Confedilizia: mercato saturo nelle zone prossime alle strutture universitarie

Confedilizia, l’Associazione dei Proprietari di casa, interviene sull’allarme lanciato da studenti universitari nella difficile ricerca di alloggi da locare.

Come Confedilizia – riferisce l’Avv. Annamaria Terenziani Presidente dell’Associazione dei Proprietari Confedilizia di Via Tavolata – stipuliamo ed asseveriamo centinaia di contratti all’anno per studenti universitari, quindi a canone calmierato, e ci siamo fatti promotori dei contratti a canone concordato anche all’interno degli studentati. 

Non rileviamo quindi una diffidenza dei proprietari alla locazione degli studenti universitari i cui genitori costituiscono una garanzia di pagamento dei canoni e degli oneri accessori (sempre più alti). 

Oltretutto i prezzi sono i più bassi in Regione tanto che c’è addirittura chi, iscritto all’Università di Bologna o di Parma, prende casa a Reggio!

I problemi che rileviamo consistono nel fatto che non ci sono abbastanza alloggi disponibili. 

Molti proprietari non hanno infatti immobili nelle condizioni per poter essere locati perché necessitano di costosi interventi di ristrutturazione.

Se ci guardiamo attorno sono moltissimi gli edifici fatiscenti che potrebbero diventare anche alloggi per studenti.

Il Superbonus sarebbe stata l’occasione, ma sono per lo più edifici unifamiliari con massimali di spesa troppo bassi ed una finestra temporale per eseguire i lavori di ristrutturazione troppo ristretta. 

Gli studenti poi cercano immobili in prossimità dei luoghi di studio e non sono interessati ad immobili in periferia o nei comuni limitrofi anche perché trovano il sistema di trasporto poco efficiente in relazione alle lezioni o alle esigenze di svago (e per le ragazze anche poco sicuro).

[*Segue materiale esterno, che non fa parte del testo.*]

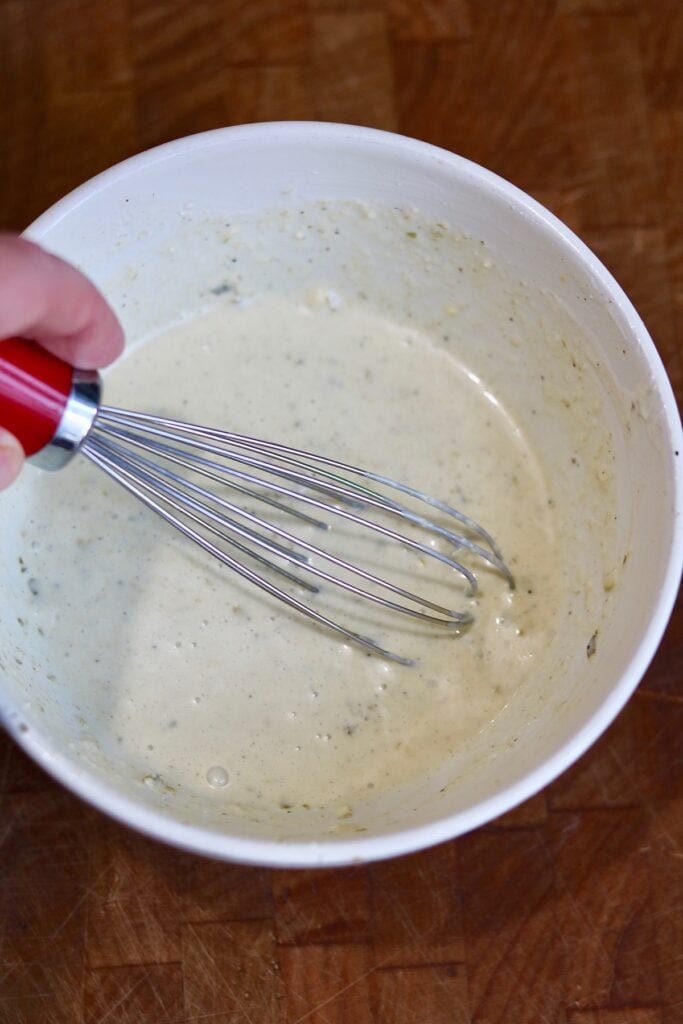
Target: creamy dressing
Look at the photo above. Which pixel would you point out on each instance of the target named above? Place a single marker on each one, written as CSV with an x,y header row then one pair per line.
x,y
208,686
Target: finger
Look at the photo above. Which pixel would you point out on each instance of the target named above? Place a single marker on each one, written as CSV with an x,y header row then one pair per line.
x,y
11,458
48,300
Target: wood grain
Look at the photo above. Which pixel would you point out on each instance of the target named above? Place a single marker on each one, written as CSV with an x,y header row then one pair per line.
x,y
569,908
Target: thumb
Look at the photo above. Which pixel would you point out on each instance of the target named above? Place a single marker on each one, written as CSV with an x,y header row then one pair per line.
x,y
11,457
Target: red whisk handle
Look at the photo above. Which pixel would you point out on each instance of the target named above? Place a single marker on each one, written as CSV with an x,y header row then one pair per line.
x,y
44,401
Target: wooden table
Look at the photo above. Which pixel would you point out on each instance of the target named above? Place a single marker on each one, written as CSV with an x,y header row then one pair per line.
x,y
568,910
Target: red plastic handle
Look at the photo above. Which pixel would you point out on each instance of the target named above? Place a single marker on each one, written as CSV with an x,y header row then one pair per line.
x,y
34,390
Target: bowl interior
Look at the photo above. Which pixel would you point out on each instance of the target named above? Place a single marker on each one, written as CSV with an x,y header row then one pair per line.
x,y
538,321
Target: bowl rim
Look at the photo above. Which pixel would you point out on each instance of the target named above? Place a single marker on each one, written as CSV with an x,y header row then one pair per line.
x,y
360,849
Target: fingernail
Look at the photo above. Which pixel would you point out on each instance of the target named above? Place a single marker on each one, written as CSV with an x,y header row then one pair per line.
x,y
11,458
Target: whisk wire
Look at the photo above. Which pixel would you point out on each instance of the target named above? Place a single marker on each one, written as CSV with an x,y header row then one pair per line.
x,y
204,466
143,469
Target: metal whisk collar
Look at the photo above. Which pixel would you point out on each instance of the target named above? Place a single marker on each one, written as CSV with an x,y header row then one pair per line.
x,y
162,461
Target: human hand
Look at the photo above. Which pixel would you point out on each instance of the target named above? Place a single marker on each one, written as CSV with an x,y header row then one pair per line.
x,y
49,301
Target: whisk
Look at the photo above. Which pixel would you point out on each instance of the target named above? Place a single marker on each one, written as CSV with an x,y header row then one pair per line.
x,y
55,412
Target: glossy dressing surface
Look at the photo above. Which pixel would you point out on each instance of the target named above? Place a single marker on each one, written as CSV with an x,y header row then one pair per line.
x,y
207,686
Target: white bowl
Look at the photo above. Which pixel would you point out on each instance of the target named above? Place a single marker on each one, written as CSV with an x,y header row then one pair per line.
x,y
136,230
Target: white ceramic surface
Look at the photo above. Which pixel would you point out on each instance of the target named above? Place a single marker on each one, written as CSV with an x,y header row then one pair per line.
x,y
150,215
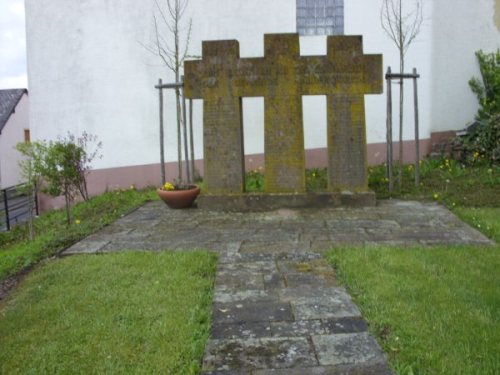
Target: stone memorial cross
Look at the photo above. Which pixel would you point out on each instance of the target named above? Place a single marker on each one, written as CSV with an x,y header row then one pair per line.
x,y
282,76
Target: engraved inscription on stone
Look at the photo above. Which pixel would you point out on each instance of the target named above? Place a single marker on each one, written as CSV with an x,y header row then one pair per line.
x,y
282,76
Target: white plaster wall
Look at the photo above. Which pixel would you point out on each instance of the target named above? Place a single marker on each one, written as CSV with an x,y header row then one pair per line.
x,y
460,29
12,133
88,69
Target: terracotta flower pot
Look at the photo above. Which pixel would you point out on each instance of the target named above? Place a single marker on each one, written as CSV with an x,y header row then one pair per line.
x,y
179,198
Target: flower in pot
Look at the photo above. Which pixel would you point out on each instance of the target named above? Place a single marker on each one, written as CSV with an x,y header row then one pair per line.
x,y
178,194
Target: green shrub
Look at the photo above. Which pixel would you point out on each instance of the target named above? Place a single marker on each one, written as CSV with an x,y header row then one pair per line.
x,y
487,88
483,140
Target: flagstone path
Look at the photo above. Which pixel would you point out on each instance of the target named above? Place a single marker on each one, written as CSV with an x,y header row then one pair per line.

Ci sono anzi studenti che da Castelnovo né Monti prendono in locazione immobili a Reggio per essere più comodi rispetto al treno che li porta in altre sedi universitarie. 

Poiché il Comune di Reggio è deciso ad intervenire sul tema, se davvero si ritenesse che ci siano delle preclusioni all’affitto a studenti, rammento che ai sensi dell’art. 1 n. 3 della L. 431/1998 gli enti locali possono stipulare, in qualità di conduttori, contratti locazione per soddisfare esigenze abitative di carattere transitorio e dunque sublocare gli immobili agli studenti, così come in altre città accade per le famiglie in difficoltà, o anche semplicemente ponendosi come garante.

Occorrerebbe poi lavorare sulla percentuale di detrazione della spesa dell’affitto ai genitori, pari ad appena il 19%. 

Il tema degli affitti in nero, infine, è argomento sul quale l’Associazione nulla può; se ci sono irregolari questi non passano evidentemente dall’associazione di categoria, anche se riteniamo che si tratti di una sparuta minoranza quantomeno per il fatto che, se non esiste contratto, non esiste neppure obbligo di pagamento del canone e nemmeno la possibilità di agire con il procedimento di sfratto nei confronti di chi non dovesse pagare.

Dunque affittare in nero è scelta, oltre che illecita, del tutto controproducente per il proprietario.